We then began working with small and medium sized social enterprises like Spouts of Water in Uganda. Interestingly, their use case was even more unique. They were deeply interested in how their door-to-door sales staff was moving through their assigned catchment areas, and how well (or how poorly) they were covering their target areas.

At the time, we only showed the latest GPS location of a particular device, which we used to generate feedback on what our users’ GPS needs really were.

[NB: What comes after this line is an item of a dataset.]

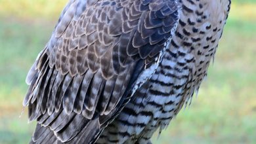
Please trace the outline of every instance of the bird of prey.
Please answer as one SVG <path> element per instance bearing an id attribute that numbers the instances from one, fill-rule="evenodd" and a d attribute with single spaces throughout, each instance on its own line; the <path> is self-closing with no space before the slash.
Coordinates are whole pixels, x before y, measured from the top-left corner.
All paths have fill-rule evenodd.
<path id="1" fill-rule="evenodd" d="M 206 77 L 230 0 L 70 0 L 30 70 L 31 143 L 151 143 Z"/>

We worked with Spouts’ managers to learn what GPS data they really wanted to see. This insight led us to launching and refining a heatmap that showed device movement over time across any group of devices. Spouts used the heat map to depict how well an area had been covered by salespeople in a certain region.

Saying No to Corner Use Cases to Focus on Functionality

Getting honest and early feedback from real users was exactly what we needed to make a tool that was viable and useful to our industry.

Yet, while I do enjoy using corner use cases to drive new product functionality, we could not possibly build every feature that we were asked to build. For example, we cannot track devices that have been turned off.

Still, I encourage everyone in our industry to explore their corner use cases with an innovation mindset – at whatever scale you can manage. The learnings alone are immeasurable.

By Shabnam Aggarwal, a strategic advisor at Dimagi.